Exam 1, Deck 2 Flashcards
Potassium levels:
- Intracellularly
- Intravascularly
- Intracellular: As high as 150 m#q
- Intravascular: 3.5-5.2
Four causes of hypokalemia
- Loss from GI tract
- Diet
- Diuretics (except aldactone)
- Enema or laxative abuse
Some sxs of hypokalemia (4)
- Constipation
- ECG changes
- Lower leg weakness
- Paresthesia
A hypokalemic patient as at higher risk of…
why?
Dig toxicity
Because digoxin is positive cardiac inotropic drug
Three types of K+ to administer to a hypoakalemic patient:
- Klor, KDor (PO)
- KCl (IV, if severe)
Notes about administration of K+ (3)
- Never IV push or bolus
- Must be diluted
- No more than 40mEq/L (in 1000mL of fluid)

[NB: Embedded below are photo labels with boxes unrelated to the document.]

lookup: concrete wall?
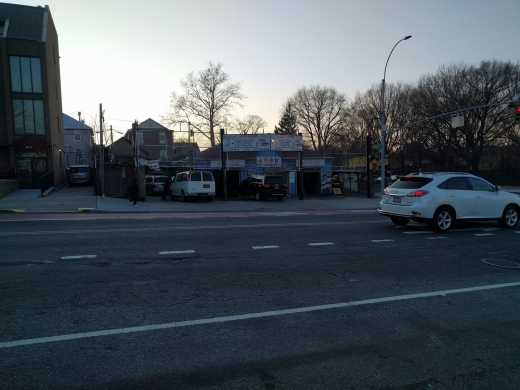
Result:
[0,180,18,198]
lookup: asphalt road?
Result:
[0,212,520,389]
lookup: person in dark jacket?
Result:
[161,176,172,200]
[130,179,139,206]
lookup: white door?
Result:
[468,177,504,218]
[446,176,476,219]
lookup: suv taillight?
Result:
[406,190,430,198]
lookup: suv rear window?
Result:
[70,167,88,173]
[388,176,433,190]
[190,172,200,181]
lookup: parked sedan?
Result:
[240,175,287,200]
[379,172,520,232]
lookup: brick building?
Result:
[0,3,66,188]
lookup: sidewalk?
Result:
[0,186,520,213]
[0,186,379,213]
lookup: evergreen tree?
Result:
[274,104,298,135]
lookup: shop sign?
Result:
[296,158,325,168]
[226,160,245,168]
[222,134,271,152]
[271,134,302,152]
[256,156,282,167]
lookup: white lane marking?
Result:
[159,249,195,255]
[61,255,97,260]
[0,282,520,349]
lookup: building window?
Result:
[9,56,42,93]
[13,99,45,135]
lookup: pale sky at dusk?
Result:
[4,0,520,147]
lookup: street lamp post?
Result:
[381,35,412,196]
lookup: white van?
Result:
[170,171,215,202]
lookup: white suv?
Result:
[170,171,215,202]
[379,172,520,232]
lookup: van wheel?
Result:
[498,205,518,229]
[431,207,455,233]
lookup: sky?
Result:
[4,0,520,148]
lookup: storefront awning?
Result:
[15,135,47,152]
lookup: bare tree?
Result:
[287,85,348,152]
[416,60,520,174]
[162,62,245,146]
[230,115,267,134]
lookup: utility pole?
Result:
[99,103,105,196]
[220,129,227,201]
[110,125,114,161]
[366,135,372,198]
[297,133,303,200]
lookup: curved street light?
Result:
[381,35,412,197]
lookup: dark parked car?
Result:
[145,175,168,195]
[240,175,287,200]
[68,165,92,185]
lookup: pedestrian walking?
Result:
[130,179,139,206]
[161,176,172,200]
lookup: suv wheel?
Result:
[431,207,455,232]
[498,205,518,229]
[390,217,410,226]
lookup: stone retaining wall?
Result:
[0,179,19,198]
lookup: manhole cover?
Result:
[482,259,520,268]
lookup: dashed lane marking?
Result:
[159,249,195,255]
[0,282,520,349]
[0,221,387,236]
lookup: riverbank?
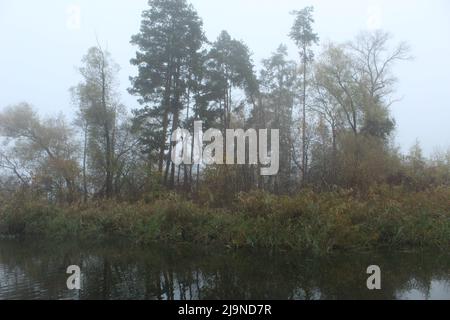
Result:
[0,188,450,254]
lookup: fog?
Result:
[0,0,450,154]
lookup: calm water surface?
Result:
[0,240,450,300]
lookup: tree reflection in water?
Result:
[0,241,450,300]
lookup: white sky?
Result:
[0,0,450,153]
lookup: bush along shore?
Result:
[0,187,450,254]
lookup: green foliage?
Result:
[0,187,450,254]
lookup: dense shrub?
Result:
[0,187,450,253]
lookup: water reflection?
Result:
[0,241,450,300]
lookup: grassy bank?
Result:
[0,188,450,253]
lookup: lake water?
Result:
[0,240,450,300]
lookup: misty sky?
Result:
[0,0,450,154]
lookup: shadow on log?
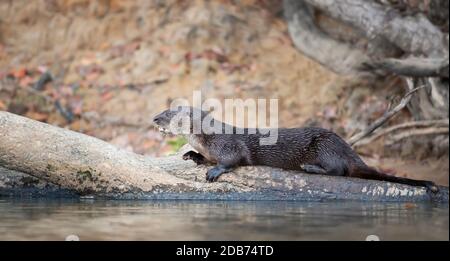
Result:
[0,112,448,202]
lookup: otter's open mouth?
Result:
[158,126,171,134]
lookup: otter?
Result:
[153,106,438,192]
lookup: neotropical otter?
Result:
[153,107,438,192]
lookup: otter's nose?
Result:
[153,115,161,123]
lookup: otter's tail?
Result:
[350,166,439,192]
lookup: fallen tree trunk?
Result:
[0,112,448,202]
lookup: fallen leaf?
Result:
[19,76,34,88]
[25,111,48,121]
[9,68,27,79]
[0,98,6,108]
[102,92,113,102]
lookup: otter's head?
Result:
[153,106,208,135]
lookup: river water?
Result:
[0,199,449,240]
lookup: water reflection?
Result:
[0,200,449,240]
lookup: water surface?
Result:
[0,199,449,240]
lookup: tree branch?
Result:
[304,0,449,58]
[373,57,449,78]
[348,78,422,145]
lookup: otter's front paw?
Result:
[206,168,223,182]
[183,150,206,165]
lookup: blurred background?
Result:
[0,0,449,185]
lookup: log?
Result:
[0,111,448,202]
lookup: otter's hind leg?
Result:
[206,164,234,182]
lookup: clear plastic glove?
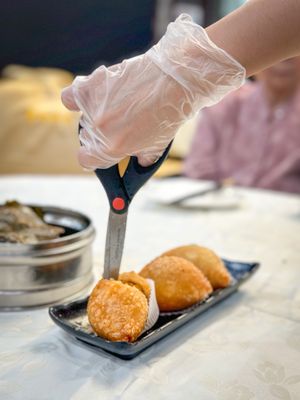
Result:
[62,14,245,169]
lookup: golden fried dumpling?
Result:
[162,244,231,289]
[118,271,151,300]
[87,279,148,342]
[140,257,212,311]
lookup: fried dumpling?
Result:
[140,257,212,311]
[87,279,148,342]
[162,244,231,289]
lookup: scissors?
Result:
[79,125,172,279]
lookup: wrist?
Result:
[146,15,245,109]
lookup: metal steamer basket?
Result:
[0,206,95,311]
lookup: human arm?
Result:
[206,0,300,76]
[62,0,300,169]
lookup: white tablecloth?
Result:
[0,176,300,400]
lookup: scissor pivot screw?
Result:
[112,197,125,211]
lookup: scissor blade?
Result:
[103,210,127,279]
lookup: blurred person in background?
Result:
[184,57,300,193]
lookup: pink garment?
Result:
[184,83,300,193]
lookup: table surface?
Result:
[0,176,300,400]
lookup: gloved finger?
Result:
[61,85,79,111]
[78,147,122,170]
[136,150,164,167]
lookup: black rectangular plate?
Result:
[49,260,259,360]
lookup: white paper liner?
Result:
[141,279,159,334]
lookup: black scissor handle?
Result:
[78,124,173,214]
[95,142,172,214]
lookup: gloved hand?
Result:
[62,14,245,169]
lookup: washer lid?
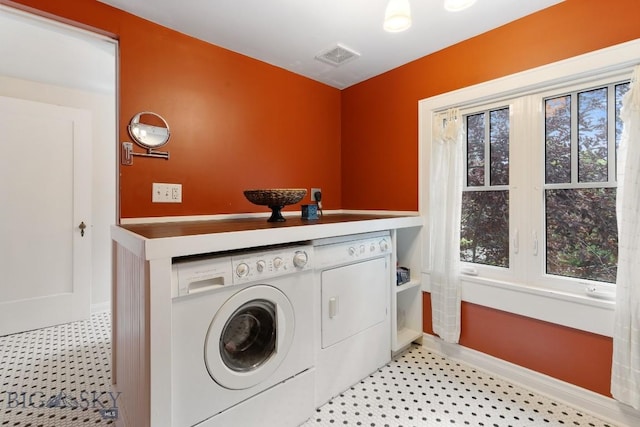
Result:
[204,285,294,390]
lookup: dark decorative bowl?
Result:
[244,188,307,222]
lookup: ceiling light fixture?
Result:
[444,0,476,12]
[382,0,411,33]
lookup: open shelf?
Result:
[392,328,422,351]
[396,279,421,293]
[391,226,422,353]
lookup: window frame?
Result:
[418,39,640,336]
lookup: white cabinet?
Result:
[391,226,422,353]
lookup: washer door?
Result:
[204,285,294,390]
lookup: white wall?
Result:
[0,75,117,308]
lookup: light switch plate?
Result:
[151,182,182,203]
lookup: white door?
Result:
[0,97,91,335]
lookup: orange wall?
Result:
[2,0,341,217]
[422,292,613,396]
[360,0,640,395]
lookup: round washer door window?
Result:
[204,285,294,390]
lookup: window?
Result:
[460,107,509,267]
[544,83,629,283]
[460,81,629,289]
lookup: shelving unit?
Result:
[391,226,422,353]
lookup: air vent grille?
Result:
[316,44,360,67]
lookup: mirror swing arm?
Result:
[121,111,171,166]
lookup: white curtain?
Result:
[611,66,640,409]
[429,109,464,343]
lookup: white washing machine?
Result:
[171,245,315,427]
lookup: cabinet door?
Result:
[321,257,390,348]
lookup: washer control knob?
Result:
[236,262,249,277]
[293,251,309,268]
[273,257,284,270]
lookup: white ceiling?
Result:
[0,5,116,93]
[99,0,562,89]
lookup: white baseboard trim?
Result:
[422,334,640,427]
[91,301,111,314]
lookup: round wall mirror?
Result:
[129,111,171,150]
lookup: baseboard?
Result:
[422,334,640,427]
[91,301,111,314]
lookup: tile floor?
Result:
[0,313,614,427]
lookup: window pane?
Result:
[578,87,608,182]
[489,108,509,185]
[467,113,484,187]
[545,188,618,283]
[616,83,629,158]
[545,95,571,184]
[460,191,509,267]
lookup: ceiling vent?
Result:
[316,44,360,67]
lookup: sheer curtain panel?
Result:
[611,66,640,409]
[429,109,464,343]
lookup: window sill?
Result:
[422,273,615,337]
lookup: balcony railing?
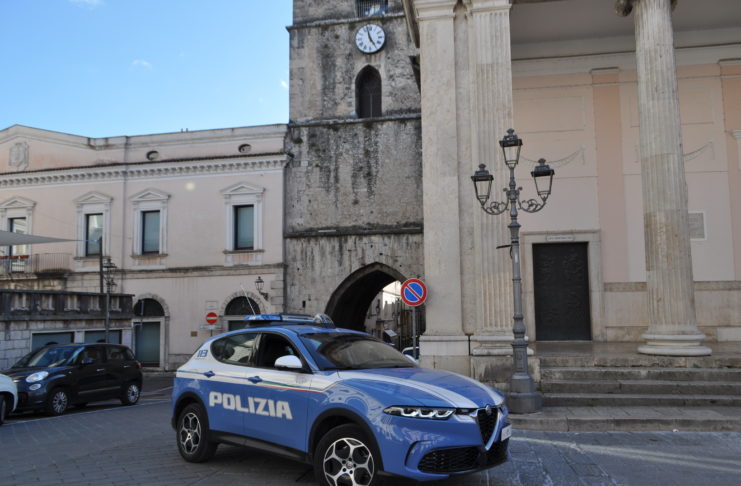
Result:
[0,253,72,275]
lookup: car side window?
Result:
[106,346,126,363]
[211,333,257,365]
[255,333,301,368]
[77,346,103,363]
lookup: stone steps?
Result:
[540,367,741,383]
[510,406,741,432]
[541,380,741,396]
[543,393,741,407]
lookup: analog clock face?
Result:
[355,24,386,54]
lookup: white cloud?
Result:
[69,0,103,8]
[131,59,152,69]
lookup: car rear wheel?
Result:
[46,388,69,415]
[177,403,219,462]
[314,424,380,486]
[121,383,141,405]
[0,395,10,425]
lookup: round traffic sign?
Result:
[401,278,427,307]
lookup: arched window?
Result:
[355,66,381,118]
[355,0,389,17]
[134,299,165,317]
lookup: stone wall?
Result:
[285,0,423,313]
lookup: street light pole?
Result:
[471,128,554,413]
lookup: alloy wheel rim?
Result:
[51,391,67,414]
[178,412,201,454]
[323,437,375,486]
[126,384,139,403]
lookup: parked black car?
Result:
[3,344,142,415]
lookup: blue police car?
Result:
[172,314,511,486]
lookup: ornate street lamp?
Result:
[255,275,268,300]
[471,128,555,413]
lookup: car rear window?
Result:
[211,333,257,365]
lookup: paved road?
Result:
[0,396,741,486]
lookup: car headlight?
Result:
[384,406,455,420]
[26,371,49,383]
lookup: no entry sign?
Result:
[401,278,427,307]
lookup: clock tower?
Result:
[285,0,423,330]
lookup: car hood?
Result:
[339,368,504,408]
[2,366,70,380]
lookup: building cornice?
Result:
[286,12,404,32]
[0,124,286,150]
[0,153,289,188]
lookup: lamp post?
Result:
[255,275,268,300]
[471,128,554,413]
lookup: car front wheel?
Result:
[314,424,380,486]
[46,388,69,415]
[177,403,219,462]
[0,395,10,425]
[121,383,141,405]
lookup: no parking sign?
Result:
[401,278,427,307]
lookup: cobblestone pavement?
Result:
[0,398,741,486]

Three requirements patient must meet in order to recieve K+
- BUN WNL
- Creatinine WNL
- Normal urine output
ECG changes with hypokalemia
Lower T wave
ECG changes with hyperkalemia
Peaked T (almost as high as QRS)
Most common cause of Hyperkalemia
Kidney failure
Three other causes of Hyperkalemia
- Intake of excess K+
- Crush injuries / burns
- Addison’s disease
Electrolyte imbalances of Addison’s (2)
- Hyponatremia
- Hyperkalemia
Physical assessment of Hyperkalemic patient (4)
- HR is slow/weak/absent
- ECG changes
- Irregular heartbeat
- Acidosis
Symptoms of Hyperkalemia (3)
Nausea
Paresthesias
Muscle cramps
How does hyperkalemia lead to acidosis?
As potassium rises, kidneys try to excrete it. In the process, kidneys hold onto H+ levels
Hyperkalemia: Interventions (6)
- Calcium Gluconate
- IV fluids
- IV Na Bicarbonate
- Hemodialysis
- Kayexalate
- Insulin and Glucose IV
Why would you give Calcium Gluconate to a Hyperkalemic patient
It doesn’t change K+ levels, but protects the myocardium and buys time.

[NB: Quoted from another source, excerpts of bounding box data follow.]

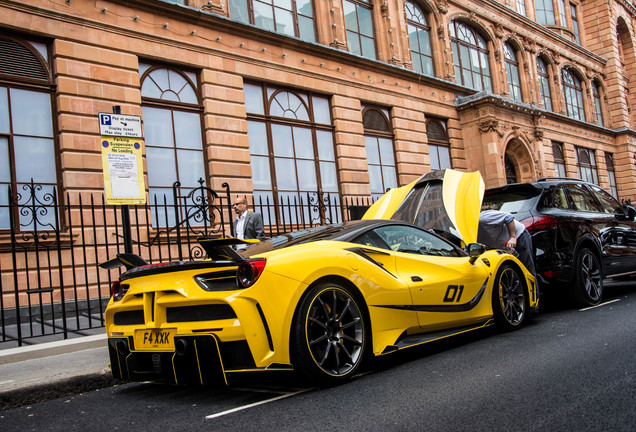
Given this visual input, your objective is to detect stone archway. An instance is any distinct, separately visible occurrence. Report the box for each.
[503,138,535,183]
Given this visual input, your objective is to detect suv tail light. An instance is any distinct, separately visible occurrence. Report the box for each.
[236,258,267,288]
[521,215,559,233]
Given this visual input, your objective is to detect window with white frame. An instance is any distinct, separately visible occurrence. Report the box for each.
[570,3,581,45]
[534,0,555,25]
[362,107,398,198]
[537,57,552,111]
[426,119,452,171]
[517,0,528,16]
[139,63,207,227]
[605,153,618,199]
[504,42,522,102]
[562,68,585,120]
[552,143,567,177]
[342,0,376,60]
[229,0,316,42]
[404,0,435,76]
[243,83,340,225]
[450,20,492,91]
[592,80,604,126]
[576,147,598,184]
[0,35,58,230]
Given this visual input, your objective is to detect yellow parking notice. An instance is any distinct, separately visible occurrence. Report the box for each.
[100,136,146,205]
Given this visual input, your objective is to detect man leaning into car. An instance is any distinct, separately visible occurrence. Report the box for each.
[477,210,536,276]
[232,197,265,246]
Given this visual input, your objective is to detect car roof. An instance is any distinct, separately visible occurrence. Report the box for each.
[239,219,412,257]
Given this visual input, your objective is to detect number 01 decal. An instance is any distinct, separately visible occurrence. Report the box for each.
[444,285,464,303]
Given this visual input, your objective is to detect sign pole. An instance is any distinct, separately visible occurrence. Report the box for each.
[113,105,132,253]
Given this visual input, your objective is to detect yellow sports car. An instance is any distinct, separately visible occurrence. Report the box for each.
[102,170,537,384]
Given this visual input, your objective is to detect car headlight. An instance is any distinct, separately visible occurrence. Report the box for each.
[236,258,267,288]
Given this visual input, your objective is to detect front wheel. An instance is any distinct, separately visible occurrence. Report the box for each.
[492,264,530,331]
[574,248,603,306]
[292,283,367,385]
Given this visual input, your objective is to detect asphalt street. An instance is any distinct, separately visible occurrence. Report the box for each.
[0,284,636,432]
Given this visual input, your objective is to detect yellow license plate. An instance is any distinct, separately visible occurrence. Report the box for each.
[135,329,177,350]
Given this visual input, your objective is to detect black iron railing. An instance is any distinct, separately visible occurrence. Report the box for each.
[0,180,372,348]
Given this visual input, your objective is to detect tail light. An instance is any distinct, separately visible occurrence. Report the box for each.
[236,258,267,288]
[110,281,130,301]
[521,215,559,233]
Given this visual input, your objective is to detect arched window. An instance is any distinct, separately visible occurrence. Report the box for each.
[504,42,522,102]
[562,68,585,120]
[592,80,604,126]
[229,0,316,42]
[426,119,452,170]
[605,153,618,199]
[450,21,492,91]
[537,57,552,111]
[504,153,519,184]
[517,0,528,16]
[404,0,435,76]
[139,63,207,226]
[0,35,58,230]
[342,0,376,60]
[362,107,397,198]
[534,0,555,25]
[243,83,340,225]
[552,142,567,177]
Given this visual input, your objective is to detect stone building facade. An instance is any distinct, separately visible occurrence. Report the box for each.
[0,0,636,223]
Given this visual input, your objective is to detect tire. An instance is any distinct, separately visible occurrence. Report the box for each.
[574,248,603,306]
[492,264,530,331]
[291,283,369,385]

Why would you give IV fluids to a hyperkalemic patient
To help the kidneys flush it out
Why would you give Sodium bicarbonate to a hyperkalemic patient
Helps when acidosis is at play: Bicarb makes body alkalotic, convinces body to get rid of potassium
Why would you give Kayexalate to a hyperkalemic patient
Binds to potassium in bowel and brings it out with fecal material (*administered PO or as retention enema)
Why would you give Insulin and glucose IV to a hyperkalemic patient?

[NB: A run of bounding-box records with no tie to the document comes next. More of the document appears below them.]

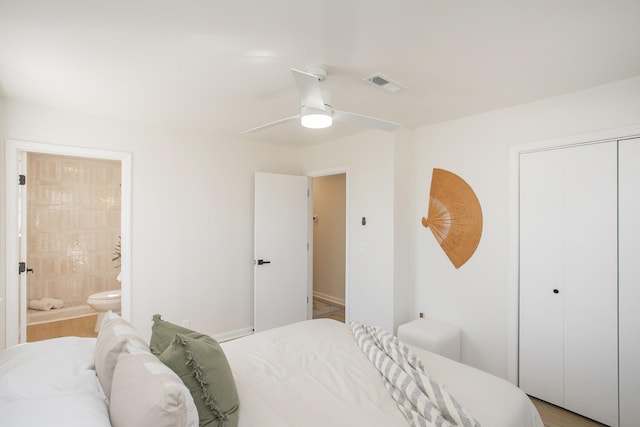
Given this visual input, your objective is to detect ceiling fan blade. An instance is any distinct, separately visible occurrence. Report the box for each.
[333,110,402,132]
[242,114,300,133]
[291,68,324,111]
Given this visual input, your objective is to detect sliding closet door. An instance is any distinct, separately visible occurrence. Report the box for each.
[519,142,618,425]
[618,138,640,426]
[562,141,618,426]
[519,150,565,406]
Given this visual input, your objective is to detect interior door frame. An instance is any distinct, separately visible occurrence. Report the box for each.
[4,139,132,347]
[507,125,640,386]
[305,166,351,323]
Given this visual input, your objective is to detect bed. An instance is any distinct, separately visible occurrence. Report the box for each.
[0,315,543,427]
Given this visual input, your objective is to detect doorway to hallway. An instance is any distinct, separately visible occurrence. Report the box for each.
[312,173,347,322]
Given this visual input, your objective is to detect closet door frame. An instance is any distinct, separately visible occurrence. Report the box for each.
[507,125,640,385]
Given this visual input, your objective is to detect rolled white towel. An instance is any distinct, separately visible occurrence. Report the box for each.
[40,298,64,308]
[29,299,53,311]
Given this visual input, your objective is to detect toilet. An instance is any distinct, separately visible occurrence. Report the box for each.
[87,289,122,332]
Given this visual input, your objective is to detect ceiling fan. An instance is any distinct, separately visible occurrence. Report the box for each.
[242,65,402,133]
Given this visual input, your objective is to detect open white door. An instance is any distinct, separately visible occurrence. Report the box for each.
[254,173,310,332]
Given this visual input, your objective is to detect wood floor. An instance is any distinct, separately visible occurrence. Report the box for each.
[531,397,604,427]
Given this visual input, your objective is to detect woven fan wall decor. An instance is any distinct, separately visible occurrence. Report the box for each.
[422,169,482,268]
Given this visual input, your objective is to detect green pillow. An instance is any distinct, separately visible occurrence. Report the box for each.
[149,314,215,356]
[159,334,239,427]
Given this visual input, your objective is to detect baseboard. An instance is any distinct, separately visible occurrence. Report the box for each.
[313,291,344,307]
[213,327,253,342]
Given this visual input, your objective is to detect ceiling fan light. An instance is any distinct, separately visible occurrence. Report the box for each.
[300,111,333,129]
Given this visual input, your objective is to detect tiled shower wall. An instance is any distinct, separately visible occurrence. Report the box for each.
[27,153,121,306]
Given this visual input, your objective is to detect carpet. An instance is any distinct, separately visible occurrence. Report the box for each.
[313,301,344,319]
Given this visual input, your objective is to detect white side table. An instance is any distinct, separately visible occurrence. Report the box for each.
[398,318,460,362]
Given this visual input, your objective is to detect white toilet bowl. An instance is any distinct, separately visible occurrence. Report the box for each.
[87,289,122,332]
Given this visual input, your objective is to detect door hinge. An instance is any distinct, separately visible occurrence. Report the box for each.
[18,262,33,274]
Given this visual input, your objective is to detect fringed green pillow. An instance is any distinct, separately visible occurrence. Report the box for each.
[149,314,213,356]
[159,334,239,427]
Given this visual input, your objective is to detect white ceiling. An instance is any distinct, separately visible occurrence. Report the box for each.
[0,0,640,146]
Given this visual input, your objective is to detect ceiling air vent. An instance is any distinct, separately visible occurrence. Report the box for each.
[363,73,407,93]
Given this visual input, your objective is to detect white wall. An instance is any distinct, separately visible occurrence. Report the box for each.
[0,101,300,341]
[413,77,640,378]
[302,131,394,331]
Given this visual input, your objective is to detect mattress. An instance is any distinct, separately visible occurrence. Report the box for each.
[222,319,543,427]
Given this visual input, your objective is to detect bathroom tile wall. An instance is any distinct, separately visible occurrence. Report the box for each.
[27,153,121,306]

SHOVE EVERYTHING INTO THE CLOSET BEFORE THE GUESTS COME
Only administered in the most severe cases (6.8 or above)
Drives potassium into cells
Short term solution
Absorption rate of calcium
30-50% of calcium ingested is absorbed
Functions of calcium (3)
- Needed for muscle contraction
- Essential for blood clotting
- Necessary for electrical conduction of the heart
Three causes of hypocalcemia
- Inadequate intake of calcium / anorexia
- Renal failure
- Lasix
Signs of Hypocalcemia (4)
- Muscle cramping
- Twitching
- Tetany / convulsions
- Cardiac arhytmias
Assessment of hypocalcemia
- Trousseau’s Sign (claw w BP)
- Chvostek’s Sign (cheek flick twitch)
Hypercalcemia - causes (3)
- Increased bone reabsorption
- Cancers (bone and others)
- Immobility
Symptoms of Hypercalcemia (3)
- Lethargy / weakness
- Decreased reflexes
- Constapation
Hypercalcemia interventions (4)
- Decrease intake
- Lasix
- Calcitonin
- Ambulation
“Acidity” is a measure of…
H+ concentration
In acid-base balance, Kidneys control the _______ component.